U.N. to Credit, Tech Firms: Step Up Child Porn Fight

The United Nations is calling on credit-card companies and tech firms to do more to fight online child porn, with a particular emphasis on credit companies that inadvertently might process child-porn-related Web transactions in spite of their best efforts not to.

"Credit-card companies shouldn't wait for the problem to arrive," said Juan Miguel Petit, the UN's "special rapporteur" regarding child porn, at a news briefing April 14. "The international credit-card companies and also the manufacturers of hardware and software ... surely know more than NGOs or governments about these problems and how to fight them."
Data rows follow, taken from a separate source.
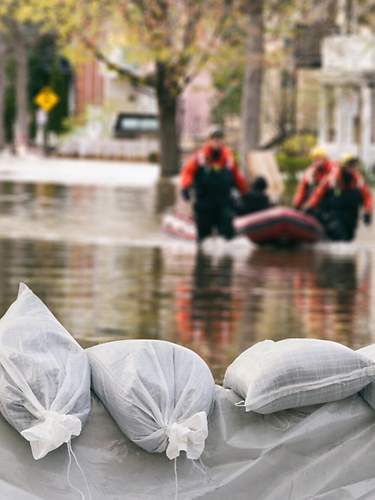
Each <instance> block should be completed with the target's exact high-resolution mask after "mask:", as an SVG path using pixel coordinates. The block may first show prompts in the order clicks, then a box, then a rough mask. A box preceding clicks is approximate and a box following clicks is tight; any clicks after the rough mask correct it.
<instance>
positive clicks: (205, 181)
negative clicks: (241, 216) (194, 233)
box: [181, 128, 248, 242]
mask: <svg viewBox="0 0 375 500" xmlns="http://www.w3.org/2000/svg"><path fill="white" fill-rule="evenodd" d="M247 189H248V188H247V182H246V180H245V178H244V176H243V175H242V174H241V172H240V171H239V168H238V167H237V164H236V162H235V159H234V156H233V153H232V151H231V150H230V149H229V148H227V147H226V146H225V145H224V134H223V131H222V130H221V129H219V128H215V129H214V130H213V131H212V132H211V134H210V136H209V140H208V142H207V143H206V144H205V145H204V146H203V148H202V149H200V150H198V151H197V152H196V153H195V154H193V156H192V157H191V158H190V159H189V160H188V161H187V162H186V163H185V165H184V166H183V167H182V172H181V194H182V196H183V198H184V199H185V200H186V201H188V200H190V198H191V193H192V191H194V194H195V203H194V215H195V223H196V227H197V236H198V241H199V242H202V241H203V240H204V239H205V238H207V237H208V236H211V235H212V234H213V232H214V230H216V231H217V232H218V234H219V235H221V236H223V237H224V238H225V239H228V240H229V239H231V238H233V236H234V227H233V217H234V203H233V191H234V190H237V191H239V192H240V193H241V194H244V193H245V192H246V191H247Z"/></svg>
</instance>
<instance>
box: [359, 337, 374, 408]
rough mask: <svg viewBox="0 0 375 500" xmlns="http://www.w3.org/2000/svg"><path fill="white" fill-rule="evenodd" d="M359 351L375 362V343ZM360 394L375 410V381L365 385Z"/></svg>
mask: <svg viewBox="0 0 375 500" xmlns="http://www.w3.org/2000/svg"><path fill="white" fill-rule="evenodd" d="M357 352H359V353H361V354H362V355H363V356H366V358H369V359H371V361H373V362H375V344H370V345H368V346H366V347H362V348H361V349H358V350H357ZM360 395H361V396H362V397H363V399H364V400H365V401H366V403H368V404H369V405H370V406H371V408H372V409H373V410H375V382H372V383H371V384H368V385H366V387H364V388H363V389H362V391H361V392H360Z"/></svg>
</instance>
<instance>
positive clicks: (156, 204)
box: [0, 171, 375, 381]
mask: <svg viewBox="0 0 375 500" xmlns="http://www.w3.org/2000/svg"><path fill="white" fill-rule="evenodd" d="M133 184H134V183H133ZM172 192H173V187H171V186H170V187H168V186H167V185H165V184H159V185H156V184H155V182H154V181H152V182H151V181H150V183H149V184H147V183H146V184H142V185H130V186H125V185H120V186H117V187H116V186H114V185H108V184H107V185H100V183H99V182H98V183H93V184H92V185H90V184H89V183H87V184H86V185H78V184H76V183H70V184H66V185H63V184H62V183H61V182H60V181H58V180H56V182H49V183H46V182H41V181H40V180H29V181H24V180H17V181H14V180H12V179H10V178H9V177H7V176H5V175H4V176H3V177H2V176H1V171H0V257H1V267H0V312H1V314H3V313H4V312H5V310H6V308H7V307H8V306H9V304H10V303H11V302H12V301H13V300H14V298H15V296H16V293H17V287H18V283H19V282H20V281H25V282H26V283H27V284H28V285H30V286H31V288H32V289H33V290H34V291H35V292H36V293H37V294H38V295H39V296H40V297H41V298H42V299H43V300H44V301H45V302H46V303H47V304H48V306H49V307H50V308H51V310H52V311H53V312H54V314H55V315H56V316H57V317H58V319H59V320H60V321H61V322H62V323H63V324H64V326H65V327H66V328H67V329H68V330H69V331H70V332H71V333H72V334H73V335H74V336H75V337H76V338H77V339H78V340H79V342H80V343H81V344H82V345H84V346H89V345H94V344H96V343H98V342H105V341H110V340H119V339H123V338H159V339H166V340H171V341H174V342H178V343H181V344H183V345H185V346H188V347H191V348H192V349H193V350H195V351H196V352H198V353H199V354H200V355H202V356H203V357H204V358H205V359H206V360H207V361H208V363H209V365H210V366H211V368H212V369H213V371H214V374H215V377H216V379H217V380H218V381H220V380H221V377H222V376H223V372H224V370H225V367H226V366H227V365H228V364H229V363H230V362H231V360H232V359H233V358H234V357H235V356H236V355H237V354H238V353H239V352H241V351H242V350H244V349H245V348H246V347H248V346H250V345H251V344H253V343H254V342H257V341H259V340H262V339H266V338H270V339H282V338H285V337H316V338H322V339H329V340H337V341H339V342H342V343H344V344H346V345H348V346H353V347H355V348H357V347H360V346H363V345H366V344H368V343H370V342H373V341H374V340H375V335H374V333H373V332H375V329H374V326H375V325H374V321H375V317H374V316H375V291H374V286H375V274H374V252H373V250H372V245H371V237H370V236H366V235H365V234H363V232H361V234H360V236H359V240H358V241H357V242H355V243H353V244H348V245H345V244H340V245H338V244H335V245H333V244H331V245H330V244H319V245H317V247H316V248H301V249H294V250H288V251H287V250H283V251H280V250H272V249H264V248H256V247H255V246H252V245H251V244H250V243H247V242H246V241H239V242H235V243H233V245H232V247H231V248H229V247H228V245H227V246H225V247H224V248H220V247H217V246H215V244H212V245H211V246H210V245H209V246H208V248H206V249H205V251H204V252H200V253H198V252H197V251H196V248H195V245H194V244H193V243H189V242H187V243H184V242H176V241H173V240H171V239H169V238H168V237H167V236H165V235H162V234H161V233H160V230H159V228H160V217H161V212H162V211H163V209H164V207H165V206H167V205H168V204H170V202H171V199H172V198H171V193H172Z"/></svg>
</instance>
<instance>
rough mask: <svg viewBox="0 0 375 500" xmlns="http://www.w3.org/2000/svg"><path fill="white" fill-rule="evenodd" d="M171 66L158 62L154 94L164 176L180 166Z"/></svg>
mask: <svg viewBox="0 0 375 500" xmlns="http://www.w3.org/2000/svg"><path fill="white" fill-rule="evenodd" d="M173 73H174V72H173V68H172V67H168V66H167V65H166V64H165V63H160V62H159V63H158V64H157V68H156V80H157V81H156V94H157V102H158V109H159V121H160V162H161V174H162V176H164V177H169V176H172V175H175V174H176V173H178V171H179V167H180V151H179V133H178V127H177V109H178V97H179V93H180V92H179V89H178V88H177V85H176V84H175V82H174V75H173Z"/></svg>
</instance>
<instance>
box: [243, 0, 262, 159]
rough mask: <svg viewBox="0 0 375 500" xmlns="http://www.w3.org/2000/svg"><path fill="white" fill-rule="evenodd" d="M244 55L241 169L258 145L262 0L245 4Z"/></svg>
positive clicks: (249, 2) (261, 27) (261, 42)
mask: <svg viewBox="0 0 375 500" xmlns="http://www.w3.org/2000/svg"><path fill="white" fill-rule="evenodd" d="M245 11H246V15H247V30H246V31H247V33H246V37H247V48H246V50H247V55H246V69H245V78H244V83H243V91H242V116H241V121H242V140H241V157H242V162H243V165H244V166H245V164H246V157H247V154H248V152H249V151H250V150H252V149H256V148H257V147H258V146H259V141H260V122H261V95H262V79H263V62H264V0H246V3H245Z"/></svg>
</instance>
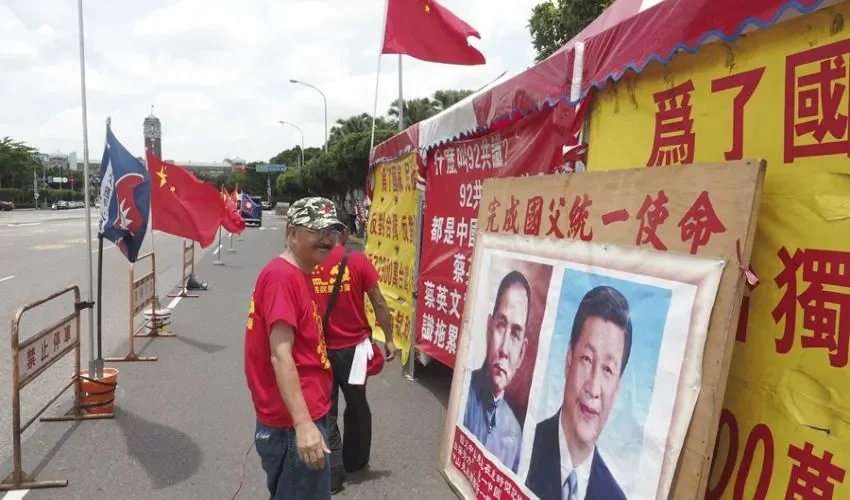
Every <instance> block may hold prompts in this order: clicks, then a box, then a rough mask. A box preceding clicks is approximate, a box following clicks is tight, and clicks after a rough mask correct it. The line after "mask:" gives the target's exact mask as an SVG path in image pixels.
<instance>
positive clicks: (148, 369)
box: [0, 216, 455, 500]
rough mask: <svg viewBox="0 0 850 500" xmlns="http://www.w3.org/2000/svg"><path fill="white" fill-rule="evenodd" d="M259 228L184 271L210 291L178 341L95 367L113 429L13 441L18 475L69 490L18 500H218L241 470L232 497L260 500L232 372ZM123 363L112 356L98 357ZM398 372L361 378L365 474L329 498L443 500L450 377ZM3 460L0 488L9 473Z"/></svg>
mask: <svg viewBox="0 0 850 500" xmlns="http://www.w3.org/2000/svg"><path fill="white" fill-rule="evenodd" d="M267 219H268V220H266V221H264V222H265V227H264V228H262V229H254V228H249V229H248V230H246V232H245V233H244V234H243V241H234V246H235V247H236V249H237V253H229V252H226V251H225V252H223V256H222V259H223V260H224V261H225V263H226V265H225V266H222V267H219V266H213V265H212V261H213V260H215V259H216V256H215V255H213V254H212V252H210V253H208V254H207V255H206V256H205V257H204V258H203V260H202V261H201V262H199V263H197V264H196V271H197V274H198V276H199V278H200V279H201V280H203V281H206V282H208V283H209V287H210V289H209V290H207V291H201V292H199V293H200V294H201V298H197V299H183V300H182V301H180V302H179V304H177V305H176V307H175V309H174V313H173V318H172V319H173V323H172V326H171V329H172V330H173V331H175V332H176V333H177V335H178V337H176V338H163V339H157V340H154V341H148V340H142V341H141V342H137V350H140V351H144V353H146V354H156V355H158V356H159V361H156V362H147V363H107V366H108V367H113V368H117V369H118V370H120V375H119V388H118V391H117V408H116V417H115V419H114V420H101V421H88V422H82V423H48V424H44V425H43V426H42V427H41V429H39V431H38V434H31V433H25V434H24V444H23V450H24V470H25V472H28V473H30V474H31V475H34V476H35V477H36V478H37V479H41V480H50V479H67V480H68V481H69V484H68V487H67V488H60V489H52V490H33V491H30V492H29V493H27V495H26V498H27V499H48V498H50V499H54V498H55V499H72V498H73V499H76V498H80V499H83V498H85V499H91V498H108V499H153V498H156V499H171V498H173V499H195V498H198V499H229V498H231V497H232V495H233V493H234V492H235V491H236V489H237V487H238V486H239V481H240V470H241V469H242V464H243V463H245V468H244V485H243V487H242V490H241V492H240V493H239V496H238V497H237V498H240V499H262V498H268V495H267V492H266V490H265V476H264V474H263V472H262V470H261V468H260V466H259V459H258V457H257V455H256V452H255V451H254V450H251V451H250V452H249V447H250V446H251V443H252V440H253V431H254V415H253V408H252V405H251V400H250V395H249V393H248V390H247V388H246V385H245V380H244V375H243V371H242V355H243V347H242V344H243V336H244V324H245V318H246V311H247V307H248V297H249V295H250V293H251V289H252V287H253V284H254V279H255V278H256V276H257V274H258V273H259V271H260V269H261V268H262V266H263V265H265V263H266V262H267V261H268V260H269V259H270V258H272V257H273V256H275V255H277V254H278V253H279V252H280V250H281V247H282V243H281V240H282V237H283V235H282V231H281V226H282V224H281V221H280V219H278V218H277V217H274V216H270V217H268V218H267ZM224 246H225V249H226V248H227V246H228V243H227V241H226V240H225V241H224ZM168 300H170V299H164V300H163V305H167V304H168ZM116 335H118V334H116ZM120 335H124V333H123V332H121V333H120ZM83 351H84V352H86V351H85V346H84V350H83ZM125 353H126V346H123V347H122V348H121V349H120V350H119V352H114V353H109V356H112V355H119V356H122V355H124V354H125ZM400 372H401V369H400V367H399V365H398V362H394V363H393V364H392V365H388V366H387V368H385V370H384V373H382V374H381V375H380V376H379V377H376V378H373V379H370V384H369V391H370V401H371V403H372V407H373V413H374V417H373V423H374V442H373V448H372V449H373V452H372V463H371V469H370V471H369V472H367V473H364V474H360V475H356V476H350V477H349V482H348V484H347V487H346V489H345V491H343V492H342V493H341V494H339V495H337V496H335V497H334V498H335V499H336V498H338V499H355V498H357V499H370V500H371V499H381V498H393V499H406V498H410V499H414V498H428V499H429V500H430V499H443V498H447V499H451V498H455V495H454V494H453V493H452V491H451V490H450V489H449V487H448V486H447V484H446V483H445V481H444V480H443V478H442V476H441V475H440V474H439V472H438V471H437V468H436V464H437V455H438V453H439V445H440V438H441V433H442V427H443V420H444V418H445V411H446V410H445V405H446V403H447V400H448V392H449V390H450V384H451V372H450V371H449V370H448V369H446V368H444V367H442V366H440V365H439V364H436V363H435V364H432V365H430V366H429V367H427V368H424V369H420V370H419V371H418V373H417V377H418V380H417V381H415V382H409V381H407V380H405V379H404V377H403V376H402V375H401V373H400ZM24 397H26V395H24ZM69 402H70V398H68V399H66V400H65V401H64V402H63V404H62V405H61V407H58V408H56V409H51V410H48V413H50V412H53V414H56V413H60V412H61V411H62V410H63V409H66V408H67V407H68V404H69ZM4 411H8V410H6V409H4ZM27 418H28V417H27V416H26V415H25V416H24V419H27ZM246 453H248V455H247V460H245V457H246ZM3 458H4V462H3V463H2V465H0V467H2V468H0V475H2V476H3V477H5V475H6V474H8V473H10V472H11V470H12V465H11V457H3ZM2 498H3V496H2V494H0V499H2ZM10 498H20V497H19V496H15V497H10Z"/></svg>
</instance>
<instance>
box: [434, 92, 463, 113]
mask: <svg viewBox="0 0 850 500" xmlns="http://www.w3.org/2000/svg"><path fill="white" fill-rule="evenodd" d="M471 94H472V91H471V90H465V89H461V90H438V91H436V92H434V99H433V100H432V104H433V106H434V109H435V110H436V111H437V112H440V111H443V110H444V109H448V108H450V107H452V106H454V105H455V104H457V103H458V102H460V101H462V100H464V99H465V98H466V97H468V96H470V95H471Z"/></svg>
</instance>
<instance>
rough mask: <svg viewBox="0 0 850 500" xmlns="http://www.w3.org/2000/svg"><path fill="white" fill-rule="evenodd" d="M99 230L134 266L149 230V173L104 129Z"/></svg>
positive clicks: (100, 188)
mask: <svg viewBox="0 0 850 500" xmlns="http://www.w3.org/2000/svg"><path fill="white" fill-rule="evenodd" d="M99 178H100V229H99V230H98V234H100V235H103V237H104V238H106V239H108V240H110V241H112V242H113V243H115V245H116V246H117V247H118V248H119V249H120V250H121V252H122V253H123V254H124V256H125V257H127V260H129V261H130V262H135V261H136V258H137V257H138V256H139V249H141V247H142V242H143V241H144V239H145V234H146V233H147V230H148V217H149V214H150V206H151V183H150V174H148V169H147V168H145V166H144V165H143V164H142V162H140V161H139V160H138V159H136V158H135V157H134V156H133V155H131V154H130V152H129V151H127V150H126V149H125V148H124V146H122V145H121V143H120V142H118V139H116V138H115V136H114V135H113V134H112V129H111V128H110V126H109V124H108V123H107V125H106V147H105V148H104V150H103V161H102V162H101V164H100V173H99Z"/></svg>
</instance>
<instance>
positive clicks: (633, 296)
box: [520, 266, 690, 500]
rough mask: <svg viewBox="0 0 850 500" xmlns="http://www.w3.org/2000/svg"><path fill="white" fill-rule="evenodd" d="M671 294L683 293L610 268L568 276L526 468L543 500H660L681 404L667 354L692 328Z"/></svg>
mask: <svg viewBox="0 0 850 500" xmlns="http://www.w3.org/2000/svg"><path fill="white" fill-rule="evenodd" d="M671 286H675V287H676V288H675V289H676V290H677V292H676V293H681V292H682V291H684V288H681V287H680V286H679V285H676V284H674V283H673V282H660V281H658V280H656V279H655V278H653V277H650V276H646V275H640V274H632V273H625V272H619V271H612V270H608V269H605V268H587V267H584V266H581V267H576V268H573V267H570V266H567V268H566V269H565V270H564V271H563V279H562V280H561V286H560V295H559V297H558V299H557V308H556V313H555V318H554V324H553V329H552V336H551V339H550V341H549V343H548V345H547V346H546V347H545V350H546V352H545V354H544V355H543V357H544V358H546V361H545V362H546V369H545V375H543V374H542V372H541V376H542V380H540V381H539V382H542V383H538V381H536V380H535V387H539V389H535V391H534V394H533V395H532V397H531V399H532V404H531V405H530V406H531V408H533V410H532V411H530V413H529V416H528V419H529V420H530V422H528V423H527V425H526V426H525V434H527V436H526V437H525V440H524V443H523V452H522V459H521V460H520V474H521V475H523V476H524V477H525V485H526V487H527V488H528V489H529V490H530V491H531V493H532V494H533V495H535V496H536V497H537V498H540V499H542V500H553V499H557V500H561V499H563V500H618V499H625V498H655V492H656V491H657V486H658V481H659V479H660V475H661V463H662V461H663V459H664V443H665V442H666V440H667V434H668V432H669V423H670V414H671V412H672V407H673V401H674V400H675V397H676V393H675V391H670V390H669V389H668V390H666V391H664V389H663V388H662V387H664V388H669V387H675V386H676V385H677V382H676V381H675V380H668V379H670V377H673V378H675V377H676V376H678V375H676V374H674V373H669V374H667V372H665V370H664V369H662V368H661V365H662V364H663V363H661V355H662V354H661V353H662V346H667V347H668V348H669V349H670V350H668V351H665V352H667V353H669V354H672V353H675V352H677V348H676V347H675V346H676V345H677V343H679V344H681V346H684V343H683V342H680V339H682V338H683V336H682V335H680V332H681V331H683V330H687V328H688V327H687V325H688V322H689V321H690V320H689V312H688V311H686V310H678V312H677V313H676V314H673V313H672V312H671V298H672V297H673V288H670V287H671ZM687 286H690V285H687ZM682 297H683V296H682ZM685 303H686V301H683V302H681V304H685ZM668 329H669V332H671V333H672V336H670V337H669V338H668V337H667V336H666V335H665V332H668ZM543 349H544V347H543V346H541V351H542V350H543ZM682 349H683V347H682ZM678 352H682V351H681V350H680V351H678ZM669 354H668V355H669ZM665 359H670V358H665ZM539 362H540V363H542V362H544V360H540V361H539ZM677 362H678V363H681V359H678V361H674V362H673V364H675V363H677ZM662 374H663V375H662ZM659 376H663V377H666V378H664V379H660V380H661V382H663V383H660V381H659V379H658V377H659ZM668 382H669V383H668ZM659 403H661V404H659Z"/></svg>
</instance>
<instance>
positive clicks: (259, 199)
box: [239, 195, 263, 227]
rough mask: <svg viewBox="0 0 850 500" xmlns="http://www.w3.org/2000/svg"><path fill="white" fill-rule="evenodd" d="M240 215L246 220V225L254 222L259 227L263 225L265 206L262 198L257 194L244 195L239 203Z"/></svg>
mask: <svg viewBox="0 0 850 500" xmlns="http://www.w3.org/2000/svg"><path fill="white" fill-rule="evenodd" d="M239 215H241V216H242V220H244V221H245V225H249V224H254V225H256V226H257V227H261V226H262V225H263V206H262V202H261V200H260V198H258V197H256V196H247V195H246V196H243V198H242V202H240V203H239Z"/></svg>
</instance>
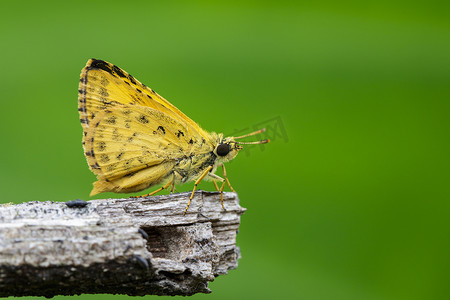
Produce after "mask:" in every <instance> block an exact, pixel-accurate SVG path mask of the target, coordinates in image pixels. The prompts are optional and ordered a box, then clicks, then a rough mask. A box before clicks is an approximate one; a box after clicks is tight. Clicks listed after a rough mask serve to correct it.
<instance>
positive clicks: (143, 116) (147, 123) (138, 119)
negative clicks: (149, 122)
mask: <svg viewBox="0 0 450 300" xmlns="http://www.w3.org/2000/svg"><path fill="white" fill-rule="evenodd" d="M136 119H137V120H138V121H139V122H140V123H142V124H148V122H149V120H148V118H147V116H145V115H140V116H139V117H136Z"/></svg>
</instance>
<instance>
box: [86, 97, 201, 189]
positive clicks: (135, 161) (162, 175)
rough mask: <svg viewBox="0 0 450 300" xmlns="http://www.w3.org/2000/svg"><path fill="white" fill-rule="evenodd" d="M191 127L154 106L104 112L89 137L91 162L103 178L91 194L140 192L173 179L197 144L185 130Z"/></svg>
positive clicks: (129, 106)
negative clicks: (193, 140)
mask: <svg viewBox="0 0 450 300" xmlns="http://www.w3.org/2000/svg"><path fill="white" fill-rule="evenodd" d="M186 129H187V128H186V126H185V124H183V123H180V122H177V121H176V120H174V119H172V118H171V117H170V116H168V115H166V114H165V113H163V112H160V111H158V110H155V109H152V108H149V107H143V106H132V105H128V106H127V105H120V104H119V105H115V106H109V107H108V109H107V110H104V111H102V112H99V113H98V114H97V115H96V117H95V118H94V119H92V122H91V126H90V128H89V130H88V131H87V135H86V136H85V138H84V142H85V154H86V158H87V161H88V164H89V166H90V168H91V170H92V171H93V172H94V173H95V174H96V175H97V178H98V181H97V182H96V183H95V184H94V190H93V191H92V193H91V194H97V193H100V192H107V191H113V192H125V193H127V192H134V191H140V190H143V189H146V188H148V187H151V186H153V185H155V184H159V183H161V182H163V181H165V180H167V179H168V176H170V175H171V174H172V170H173V168H174V166H175V165H176V164H177V162H178V161H180V160H181V159H183V158H185V157H188V156H189V154H190V153H191V152H192V150H193V147H195V145H193V144H190V143H189V139H190V138H189V137H187V136H185V135H184V134H180V132H181V133H184V132H186Z"/></svg>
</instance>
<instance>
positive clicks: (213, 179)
mask: <svg viewBox="0 0 450 300" xmlns="http://www.w3.org/2000/svg"><path fill="white" fill-rule="evenodd" d="M213 183H214V186H215V187H216V191H219V186H218V185H217V183H216V181H215V180H214V179H213Z"/></svg>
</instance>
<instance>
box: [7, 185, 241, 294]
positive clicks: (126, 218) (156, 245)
mask: <svg viewBox="0 0 450 300" xmlns="http://www.w3.org/2000/svg"><path fill="white" fill-rule="evenodd" d="M189 195H190V193H180V194H171V195H165V196H153V197H149V198H125V199H102V200H91V201H88V202H84V201H74V202H69V203H65V202H51V201H46V202H38V201H32V202H26V203H21V204H17V205H0V297H8V296H45V297H52V296H55V295H74V294H83V293H89V294H96V293H111V294H128V295H139V296H142V295H149V294H154V295H185V296H187V295H193V294H195V293H210V292H211V291H210V290H209V289H208V282H209V281H213V280H214V278H215V277H216V276H218V275H222V274H226V273H227V271H228V270H230V269H235V268H236V267H237V259H238V258H239V257H240V252H239V248H238V247H237V246H236V234H237V230H238V228H239V224H240V216H241V215H242V214H243V213H244V211H245V209H244V208H242V207H241V206H240V205H239V199H238V197H237V195H236V194H235V193H231V192H226V193H224V205H225V208H226V210H225V211H224V210H222V207H221V205H220V193H216V192H214V193H211V192H204V191H198V192H196V194H195V197H194V199H193V201H192V204H191V206H190V207H189V210H188V212H187V214H186V215H185V216H183V211H184V209H185V207H186V204H187V202H188V197H189Z"/></svg>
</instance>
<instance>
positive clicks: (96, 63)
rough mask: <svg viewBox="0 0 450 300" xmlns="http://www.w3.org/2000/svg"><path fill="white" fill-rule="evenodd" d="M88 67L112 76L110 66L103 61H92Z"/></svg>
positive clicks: (96, 60) (110, 66)
mask: <svg viewBox="0 0 450 300" xmlns="http://www.w3.org/2000/svg"><path fill="white" fill-rule="evenodd" d="M90 67H91V68H92V69H100V70H103V71H106V72H108V73H110V74H112V72H111V65H110V64H109V63H107V62H106V61H104V60H99V59H93V60H92V62H91V66H90Z"/></svg>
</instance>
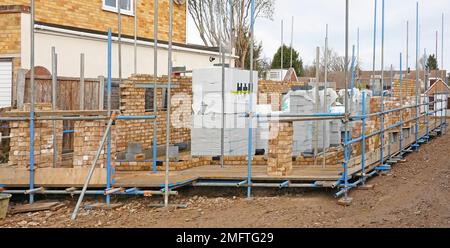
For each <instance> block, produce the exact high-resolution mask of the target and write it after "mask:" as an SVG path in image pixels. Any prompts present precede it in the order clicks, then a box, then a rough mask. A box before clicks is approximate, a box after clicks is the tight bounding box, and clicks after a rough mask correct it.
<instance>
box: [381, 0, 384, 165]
mask: <svg viewBox="0 0 450 248" xmlns="http://www.w3.org/2000/svg"><path fill="white" fill-rule="evenodd" d="M384 131H385V130H384V0H383V1H382V2H381V114H380V144H381V147H380V165H381V166H384V137H385V136H384Z"/></svg>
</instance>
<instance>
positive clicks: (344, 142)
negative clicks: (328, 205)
mask: <svg viewBox="0 0 450 248" xmlns="http://www.w3.org/2000/svg"><path fill="white" fill-rule="evenodd" d="M348 19H349V3H348V0H345V73H344V74H345V99H344V102H345V116H346V117H347V116H348V114H349V112H348V110H349V109H348V35H349V34H348V25H349V20H348ZM348 132H349V123H348V121H345V125H344V143H345V145H344V164H343V167H344V178H343V179H344V199H345V200H347V198H348V187H349V185H348V162H349V159H350V158H349V156H350V153H349V147H348V145H347V141H348V138H349V137H348V135H349V133H348Z"/></svg>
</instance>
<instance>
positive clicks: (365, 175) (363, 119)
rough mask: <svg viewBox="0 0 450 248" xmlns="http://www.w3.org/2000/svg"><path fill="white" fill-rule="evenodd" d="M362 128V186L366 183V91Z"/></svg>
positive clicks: (362, 95)
mask: <svg viewBox="0 0 450 248" xmlns="http://www.w3.org/2000/svg"><path fill="white" fill-rule="evenodd" d="M362 117H363V118H362V127H361V136H362V138H361V140H362V145H361V151H362V152H361V176H362V182H361V183H362V185H364V184H365V183H366V90H364V91H363V92H362Z"/></svg>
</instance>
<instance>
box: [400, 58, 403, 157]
mask: <svg viewBox="0 0 450 248" xmlns="http://www.w3.org/2000/svg"><path fill="white" fill-rule="evenodd" d="M400 108H401V110H400V137H399V146H400V147H399V152H400V156H402V155H403V58H402V53H400Z"/></svg>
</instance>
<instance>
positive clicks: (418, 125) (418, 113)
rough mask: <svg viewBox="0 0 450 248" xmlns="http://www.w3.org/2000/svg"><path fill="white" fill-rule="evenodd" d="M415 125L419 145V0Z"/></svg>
mask: <svg viewBox="0 0 450 248" xmlns="http://www.w3.org/2000/svg"><path fill="white" fill-rule="evenodd" d="M415 120H416V122H415V123H416V125H415V144H414V145H415V147H416V148H417V147H419V2H417V3H416V118H415Z"/></svg>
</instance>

He also called for Internet service providers to pull or block child-porn access whenever they see such material and to monitor their services to prevent it from turning up in the first place.

Petit's concern was good news for Joan Irvine, executive director of the Association of Sites Advocating Child Protection. "I am pleased that on an international basis, there is a focus on the real problem of child pornography and what technology can do to battle it," she told AVNOnline. "ASACP spent the last two years having a system developed to help in this effort."

Visa has been chasing illegal Web operators, including and especially child pornographers, for a long time, according to spokesman David Masters, who told reporters the problem isn't credit-card companies but tech-savvy child-porn operators who make it difficult to hunt and fight them.

"It's a horrific industry, and we do everything we can against it," he told the Associated Press. "It's business we don't want and we're only too pleased to help where we can. We work very closely with law enforcement across the world."

Irvine said ASACP has sent messages to Petit and Masters as well as Microsoft legal and corporate chief in Europe, Africa, and the Middle East, Horacio Gutierrez, offering the group's services, including its technology platform to help the battle.

Microsoft most recently unwrapped a joint project with Canadian law enforcement to track down child pornographers electronically by way of their credit transaction information. "Technology companies have a critical role to play in making the Internet safe for children," Gutierrez said. "It's a multifaceted issue which really has worldwide implications."

Microsoft and other tech firms were also reported in meetings in France with Interpol and the International Center for Missing and Exploited Children on the child porn problem.